Travis just stared at me before he placed a gloved hand behind my neck and pulled me toward him, his lips seeking mine hungrily. I gasped at the intensity of his kiss, the swirl of emotions building in my stomach. I loved this man. I loved everything about him.
He pulled back and rested his forehead against mine, his breathing harsh. "We will continue this conversation later, Julia."
"And the kissing?" I asked hopefully as he pulled away, my body mourning the loss of his pressed so deliciously against me. If this was all I was getting, well it was going to be enough. I wasn't going anywhere. I loved him, and I would wait as long as I needed to.

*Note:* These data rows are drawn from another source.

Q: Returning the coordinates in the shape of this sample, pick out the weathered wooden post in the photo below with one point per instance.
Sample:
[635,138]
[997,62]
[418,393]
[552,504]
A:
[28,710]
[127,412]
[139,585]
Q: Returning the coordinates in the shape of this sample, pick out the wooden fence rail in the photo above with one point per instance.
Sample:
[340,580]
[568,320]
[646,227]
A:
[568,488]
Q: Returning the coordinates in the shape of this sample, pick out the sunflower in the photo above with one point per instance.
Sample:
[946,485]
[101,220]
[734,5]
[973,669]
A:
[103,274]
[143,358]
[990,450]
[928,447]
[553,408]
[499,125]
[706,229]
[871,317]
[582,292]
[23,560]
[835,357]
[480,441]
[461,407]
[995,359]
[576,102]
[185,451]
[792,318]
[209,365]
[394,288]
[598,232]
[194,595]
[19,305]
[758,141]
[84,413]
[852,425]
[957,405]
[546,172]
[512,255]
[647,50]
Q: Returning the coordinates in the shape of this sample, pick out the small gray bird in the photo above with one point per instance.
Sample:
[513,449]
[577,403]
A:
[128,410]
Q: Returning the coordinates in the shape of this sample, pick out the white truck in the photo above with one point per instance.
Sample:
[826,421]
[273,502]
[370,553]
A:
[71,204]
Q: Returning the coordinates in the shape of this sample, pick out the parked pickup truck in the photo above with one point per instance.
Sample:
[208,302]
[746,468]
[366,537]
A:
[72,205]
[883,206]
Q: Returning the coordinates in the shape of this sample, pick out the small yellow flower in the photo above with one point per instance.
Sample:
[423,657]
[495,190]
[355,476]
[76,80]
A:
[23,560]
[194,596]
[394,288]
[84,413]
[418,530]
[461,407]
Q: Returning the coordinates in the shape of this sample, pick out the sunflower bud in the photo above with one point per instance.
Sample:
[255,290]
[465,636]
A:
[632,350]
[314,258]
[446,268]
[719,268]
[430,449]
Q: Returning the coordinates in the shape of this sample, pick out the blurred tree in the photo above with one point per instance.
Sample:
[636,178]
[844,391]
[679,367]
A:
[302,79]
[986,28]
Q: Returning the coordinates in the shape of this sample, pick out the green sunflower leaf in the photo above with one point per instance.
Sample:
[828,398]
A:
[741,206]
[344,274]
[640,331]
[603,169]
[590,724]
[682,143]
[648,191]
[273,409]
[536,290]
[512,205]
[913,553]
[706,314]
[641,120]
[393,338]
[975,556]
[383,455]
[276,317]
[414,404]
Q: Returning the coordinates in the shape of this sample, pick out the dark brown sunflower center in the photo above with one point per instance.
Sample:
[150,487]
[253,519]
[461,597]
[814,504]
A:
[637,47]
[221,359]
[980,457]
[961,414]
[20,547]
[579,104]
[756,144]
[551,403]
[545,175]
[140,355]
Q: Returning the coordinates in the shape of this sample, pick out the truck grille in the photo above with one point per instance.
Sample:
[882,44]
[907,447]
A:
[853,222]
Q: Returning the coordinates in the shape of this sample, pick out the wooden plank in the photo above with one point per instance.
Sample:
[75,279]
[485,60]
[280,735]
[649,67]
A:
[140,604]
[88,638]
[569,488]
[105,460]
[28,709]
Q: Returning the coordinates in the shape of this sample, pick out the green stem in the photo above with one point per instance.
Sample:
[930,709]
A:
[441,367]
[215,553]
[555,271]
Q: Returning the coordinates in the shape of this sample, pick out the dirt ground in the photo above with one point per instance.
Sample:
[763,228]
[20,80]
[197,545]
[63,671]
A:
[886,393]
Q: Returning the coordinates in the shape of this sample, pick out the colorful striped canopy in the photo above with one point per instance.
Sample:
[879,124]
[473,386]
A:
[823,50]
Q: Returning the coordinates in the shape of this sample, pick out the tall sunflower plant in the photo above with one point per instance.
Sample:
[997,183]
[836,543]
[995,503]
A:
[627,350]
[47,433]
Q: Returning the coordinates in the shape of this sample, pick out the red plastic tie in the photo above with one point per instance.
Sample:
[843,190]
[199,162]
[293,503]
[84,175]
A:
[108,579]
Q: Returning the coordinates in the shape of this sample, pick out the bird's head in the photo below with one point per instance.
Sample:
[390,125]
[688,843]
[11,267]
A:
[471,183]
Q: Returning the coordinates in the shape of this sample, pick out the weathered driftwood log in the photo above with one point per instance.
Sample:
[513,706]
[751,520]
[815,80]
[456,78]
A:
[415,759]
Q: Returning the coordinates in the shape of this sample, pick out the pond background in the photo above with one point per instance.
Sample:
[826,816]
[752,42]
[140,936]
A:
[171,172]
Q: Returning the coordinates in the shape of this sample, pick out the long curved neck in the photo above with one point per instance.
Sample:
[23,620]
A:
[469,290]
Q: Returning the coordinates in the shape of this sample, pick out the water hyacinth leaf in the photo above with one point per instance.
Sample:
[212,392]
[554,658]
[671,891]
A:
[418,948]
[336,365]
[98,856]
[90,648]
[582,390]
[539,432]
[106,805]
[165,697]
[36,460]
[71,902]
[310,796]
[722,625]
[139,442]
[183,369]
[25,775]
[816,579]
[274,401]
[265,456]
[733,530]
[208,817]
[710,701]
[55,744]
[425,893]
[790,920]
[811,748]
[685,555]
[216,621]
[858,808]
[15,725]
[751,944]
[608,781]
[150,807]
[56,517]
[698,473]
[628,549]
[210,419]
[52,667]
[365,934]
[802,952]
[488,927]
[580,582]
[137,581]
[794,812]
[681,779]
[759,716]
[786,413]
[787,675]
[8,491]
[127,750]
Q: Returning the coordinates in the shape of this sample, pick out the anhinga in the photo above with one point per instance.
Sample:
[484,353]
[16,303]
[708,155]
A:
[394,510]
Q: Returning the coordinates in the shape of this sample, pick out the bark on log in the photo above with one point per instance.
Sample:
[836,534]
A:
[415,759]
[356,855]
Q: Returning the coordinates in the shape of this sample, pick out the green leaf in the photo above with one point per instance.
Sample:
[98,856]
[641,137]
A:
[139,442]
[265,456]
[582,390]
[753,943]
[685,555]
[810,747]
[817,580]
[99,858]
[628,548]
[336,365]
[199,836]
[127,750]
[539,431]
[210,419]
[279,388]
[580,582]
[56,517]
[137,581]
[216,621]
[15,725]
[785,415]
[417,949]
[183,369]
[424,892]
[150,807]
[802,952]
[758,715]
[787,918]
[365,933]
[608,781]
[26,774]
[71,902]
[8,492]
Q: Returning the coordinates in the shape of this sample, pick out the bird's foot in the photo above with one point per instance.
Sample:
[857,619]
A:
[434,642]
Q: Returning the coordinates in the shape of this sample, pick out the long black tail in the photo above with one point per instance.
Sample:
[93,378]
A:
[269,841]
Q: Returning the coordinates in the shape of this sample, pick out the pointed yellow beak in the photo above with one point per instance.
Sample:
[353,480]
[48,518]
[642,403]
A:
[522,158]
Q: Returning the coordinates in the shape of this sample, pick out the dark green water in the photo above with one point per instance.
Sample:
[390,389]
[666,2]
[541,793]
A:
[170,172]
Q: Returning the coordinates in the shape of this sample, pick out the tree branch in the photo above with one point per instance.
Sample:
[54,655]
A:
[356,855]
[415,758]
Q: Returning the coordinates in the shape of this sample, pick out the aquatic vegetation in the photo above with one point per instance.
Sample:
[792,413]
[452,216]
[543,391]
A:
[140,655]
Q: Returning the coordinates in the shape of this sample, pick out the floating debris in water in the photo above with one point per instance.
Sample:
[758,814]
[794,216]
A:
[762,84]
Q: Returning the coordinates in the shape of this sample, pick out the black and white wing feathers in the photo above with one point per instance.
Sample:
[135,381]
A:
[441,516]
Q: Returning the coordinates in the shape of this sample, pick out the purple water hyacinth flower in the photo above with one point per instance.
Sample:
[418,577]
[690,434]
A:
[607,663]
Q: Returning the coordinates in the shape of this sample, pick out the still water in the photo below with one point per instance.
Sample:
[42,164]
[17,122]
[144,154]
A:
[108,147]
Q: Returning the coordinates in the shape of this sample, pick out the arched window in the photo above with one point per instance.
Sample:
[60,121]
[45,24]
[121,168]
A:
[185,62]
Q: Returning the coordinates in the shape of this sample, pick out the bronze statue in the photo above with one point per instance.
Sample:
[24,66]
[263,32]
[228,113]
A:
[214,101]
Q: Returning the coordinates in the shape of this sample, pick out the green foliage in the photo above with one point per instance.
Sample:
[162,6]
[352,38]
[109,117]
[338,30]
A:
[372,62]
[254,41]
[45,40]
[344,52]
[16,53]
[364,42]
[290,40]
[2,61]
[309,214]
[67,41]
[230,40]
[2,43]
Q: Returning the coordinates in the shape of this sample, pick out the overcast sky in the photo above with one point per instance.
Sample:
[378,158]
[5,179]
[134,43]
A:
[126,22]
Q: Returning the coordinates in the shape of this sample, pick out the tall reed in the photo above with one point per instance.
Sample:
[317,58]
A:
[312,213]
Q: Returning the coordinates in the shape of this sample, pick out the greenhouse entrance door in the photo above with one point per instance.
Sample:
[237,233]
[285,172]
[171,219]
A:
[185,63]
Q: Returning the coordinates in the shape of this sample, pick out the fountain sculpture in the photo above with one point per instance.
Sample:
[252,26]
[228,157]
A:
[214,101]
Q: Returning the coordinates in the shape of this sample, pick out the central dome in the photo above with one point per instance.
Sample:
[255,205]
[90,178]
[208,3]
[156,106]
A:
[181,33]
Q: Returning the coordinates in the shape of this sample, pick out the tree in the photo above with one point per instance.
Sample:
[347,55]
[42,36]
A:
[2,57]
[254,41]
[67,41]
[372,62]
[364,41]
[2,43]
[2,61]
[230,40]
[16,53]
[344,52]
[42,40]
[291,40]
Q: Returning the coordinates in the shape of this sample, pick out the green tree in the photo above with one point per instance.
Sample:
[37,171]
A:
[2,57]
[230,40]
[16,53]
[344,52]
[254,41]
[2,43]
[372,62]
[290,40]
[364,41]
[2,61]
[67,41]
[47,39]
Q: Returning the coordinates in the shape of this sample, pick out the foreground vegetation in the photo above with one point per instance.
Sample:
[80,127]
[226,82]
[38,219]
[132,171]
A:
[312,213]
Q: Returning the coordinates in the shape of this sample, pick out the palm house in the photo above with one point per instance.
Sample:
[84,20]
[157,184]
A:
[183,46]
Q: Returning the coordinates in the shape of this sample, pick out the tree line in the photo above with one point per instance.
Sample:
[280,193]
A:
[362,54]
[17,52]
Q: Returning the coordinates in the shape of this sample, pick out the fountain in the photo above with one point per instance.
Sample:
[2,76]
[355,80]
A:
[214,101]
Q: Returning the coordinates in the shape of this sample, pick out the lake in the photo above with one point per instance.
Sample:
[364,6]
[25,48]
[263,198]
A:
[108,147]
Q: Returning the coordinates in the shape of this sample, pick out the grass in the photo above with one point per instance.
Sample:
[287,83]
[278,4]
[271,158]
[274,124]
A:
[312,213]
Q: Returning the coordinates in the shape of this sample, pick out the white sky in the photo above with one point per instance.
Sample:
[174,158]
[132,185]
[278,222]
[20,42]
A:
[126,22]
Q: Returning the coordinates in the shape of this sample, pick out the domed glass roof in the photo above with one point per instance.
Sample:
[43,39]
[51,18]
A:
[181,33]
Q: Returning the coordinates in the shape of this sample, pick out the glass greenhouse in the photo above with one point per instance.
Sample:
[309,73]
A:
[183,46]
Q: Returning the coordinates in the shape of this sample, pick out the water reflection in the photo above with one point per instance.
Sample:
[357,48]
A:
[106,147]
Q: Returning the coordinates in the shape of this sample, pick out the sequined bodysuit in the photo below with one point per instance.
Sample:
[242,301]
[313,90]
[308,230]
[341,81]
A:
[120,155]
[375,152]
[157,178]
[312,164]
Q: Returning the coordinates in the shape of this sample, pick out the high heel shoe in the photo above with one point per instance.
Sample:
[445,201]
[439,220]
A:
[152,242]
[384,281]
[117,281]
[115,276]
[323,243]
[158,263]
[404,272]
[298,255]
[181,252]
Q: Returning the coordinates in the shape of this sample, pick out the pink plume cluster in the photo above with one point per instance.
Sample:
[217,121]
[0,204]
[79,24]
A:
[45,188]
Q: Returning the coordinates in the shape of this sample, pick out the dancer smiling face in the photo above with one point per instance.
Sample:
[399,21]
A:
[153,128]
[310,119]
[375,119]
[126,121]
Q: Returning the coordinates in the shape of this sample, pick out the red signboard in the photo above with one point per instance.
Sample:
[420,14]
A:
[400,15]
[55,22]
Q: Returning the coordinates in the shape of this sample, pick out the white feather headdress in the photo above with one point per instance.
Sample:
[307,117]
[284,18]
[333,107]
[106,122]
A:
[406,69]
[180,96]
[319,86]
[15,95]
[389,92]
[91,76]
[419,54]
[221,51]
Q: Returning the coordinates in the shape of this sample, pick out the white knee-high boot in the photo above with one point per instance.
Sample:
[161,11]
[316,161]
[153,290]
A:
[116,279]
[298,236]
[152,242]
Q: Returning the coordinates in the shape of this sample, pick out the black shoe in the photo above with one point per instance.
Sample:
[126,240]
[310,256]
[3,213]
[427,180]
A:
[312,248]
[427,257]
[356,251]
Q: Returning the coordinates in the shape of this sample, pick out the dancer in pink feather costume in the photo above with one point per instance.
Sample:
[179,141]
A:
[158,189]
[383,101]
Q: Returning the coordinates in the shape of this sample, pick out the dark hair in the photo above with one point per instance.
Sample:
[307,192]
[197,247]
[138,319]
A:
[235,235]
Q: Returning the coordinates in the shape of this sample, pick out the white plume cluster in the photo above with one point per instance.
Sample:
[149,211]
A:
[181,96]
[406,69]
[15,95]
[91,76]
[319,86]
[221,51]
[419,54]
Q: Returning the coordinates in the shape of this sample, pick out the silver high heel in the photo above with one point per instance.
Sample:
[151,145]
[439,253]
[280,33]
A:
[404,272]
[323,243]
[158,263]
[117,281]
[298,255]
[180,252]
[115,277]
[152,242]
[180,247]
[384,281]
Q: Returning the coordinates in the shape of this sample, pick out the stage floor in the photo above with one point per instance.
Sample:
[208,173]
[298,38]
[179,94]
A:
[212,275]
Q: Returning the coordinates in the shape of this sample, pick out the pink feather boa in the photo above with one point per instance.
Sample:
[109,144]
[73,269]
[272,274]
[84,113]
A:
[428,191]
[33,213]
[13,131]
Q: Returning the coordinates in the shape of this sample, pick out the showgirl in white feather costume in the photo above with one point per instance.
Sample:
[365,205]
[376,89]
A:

He looked back and gave me a wink before walking toward the door, giving me a chance to check out his ass in those trunks. "And the kissing. A whole hell of a lot of kissing."
Chapter Twenty-Seven
Travis
She loved me. The thought stuck with me as I walked down the corridor that would lead out to the cage, my mind on that and not on the fight before me. Right now I could care less about the fucking fight, wanting to go back to the locker room and continue what I had started with Julia. Hell, it was taking all I could to control my damn cock from embarrassing me in these trunks I had on.
But nothing could wipe the warm feeling I had in my chest, the one that held a special meaning because Julia loved me. I didn't care what the timing was like, or whether she felt like she was moving too fast into another relationship. We had the rest of our lives to slow down.
First, though, I had to get through this fight. Clearing my throat, I waited for them to announce me to the cage, seeing the crowd and hearing their cheers as the other fighter was announced. The place was packed, which was a
good thing for the gym, and though I didn't know what the tally was tonight for the other guys, I was planning on giving them what they wanted.
"And his opponent, wearing the red trunks. Travis 'The Terrible' Kell!"
I smashed my gloves together as the music blared over the speakers, walking with my trainer, some guy from the gym that I didn't really know, to the gleaming cage. Those old feelings of excitement and madness filled my body as I was checked out by the referee before climbing onto the cage, holding my gloves up in the air, my stare focused on my opponent already in the cage. The announcer droned on about my career and my record, but I didn't listen, the culmination of three years not fighting in the cage making me anxious to get started. I had to remind myself that this was an exhibition, not a title fight, and as I walked to the center of the cage to touch gloves, a sudden calm came over me, like I wasn't alone. It was a peace I had never experienced before, and I knew above all else where it had come from. Nicole was watching over me today, giving me her approval in more ways than one.
The bell sounded, and I rounded the cage, my feet moving as I assessed my opponent and he did the same, looking for an outlet to take him down relatively easy. I traded jabs with him, my punch connecting with his upper right cheek while his caught me under the rib, the explosion of pain from the force of the impact barely felt. I knew I would feel it later. He went in to hit me there again, and I swept my leg out, catching him on the back of the calf and nearly upsetting his stance. He backed off, and I grinned, knowing I had him rattled somewhat. Taking a deep breath, I bit down hard on my mouthpiece and went at him with a flurry of punches and kicks, backing him up against the cage fence as he tried to fend me off, but it was all over with. One minute he was upright, the next he had slid down the cage and I covered him with my body, locking him into a back control where it was going to be tough for him to escape. I had my weight and skill on my side, and it wasn't long before he was tapping out and I was releasing the hold. It was over, and I had survived the match with a few bruised ribs and a feeling that was indescribable.